Laatkomers straffen met dichte deur

Dinsdagmorgen 11 uur. Een collegezaal van Rechten zit bijna helemaal vol met tweede- en derdejaars studenten. Steven Bartels doceert. Als het college een kwartier bezig is, komt er nog een student binnen. Hij gaat ergens vooraan zitten. Bartels gaat onverstoord door met zijn uitleg over notarieel recht en ook de andere studenten schijnen zich niet te storen aan de laatkomer. Na een half uur komt er nog een student binnen. Het meisje zoekt wanhopig naar een lege stoel en vindt er één achter in de zaal. Ook nu gaat Bartels stoïcijns door met zijn college.

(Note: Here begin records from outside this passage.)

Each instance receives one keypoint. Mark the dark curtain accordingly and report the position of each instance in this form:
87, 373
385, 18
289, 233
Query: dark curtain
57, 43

In de pauze legt de docent uit waarom hij laatkomers negeert: "Als ik die studenten aanspreek, haal ik de vaart uit mijn verhaal en daarmee stoor ik ook de andere studenten. Natuurlijk vind ik het af en toe moeilijk om gewoon door te gaan, want het stoort natuurlijk wel. Heel af en toe maak ik er een opmerking over, maar dat ligt ook aan mijn bui. Over het algemeen vind ik dat studenten elkaar hier onderling op kunnen aanspreken, maar volgens mij gebeurt dat nauwelijks."

Renate van de Hof was de late laatkomer: "Op de een of andere manier lukt het me gewoon niet om op tijd te komen. Docenten lijken het over het algemeen niet zo erg te vinden. Ze zeggen er tenminste bijna nooit wat van." Ze snapt wel dat haar gedrag storend is "maar ik doe altijd heel rustig. Ik wordt er verder eigenlijk nooit op aangesproken. In De Uithof heb ik college in een zaal waar achterin ook deuren zitten zodat je heel stilletjes en anoniem te laat kan komen. Daar heb ik daarom ook het liefst college."

Eén van de degenen die zich ergert aan laatkomers is Isabelle Ribourdouille. "Het stoort niet alleen, maar ik vind het ook nogal respectloos naar de docent toe. Zelf ben ik altijd op tijd en dat vind ik ook niet meer dan normaal, waarom kom je anders naar een college? Ik zou er wel eens wat van willen zeggen tegen studenten die altijd te laat komen, maar dat doe ik dan ook weer niet. Wat mij betreft mag de deur dicht blijven als een college is begonnen. Het is een goed idee!"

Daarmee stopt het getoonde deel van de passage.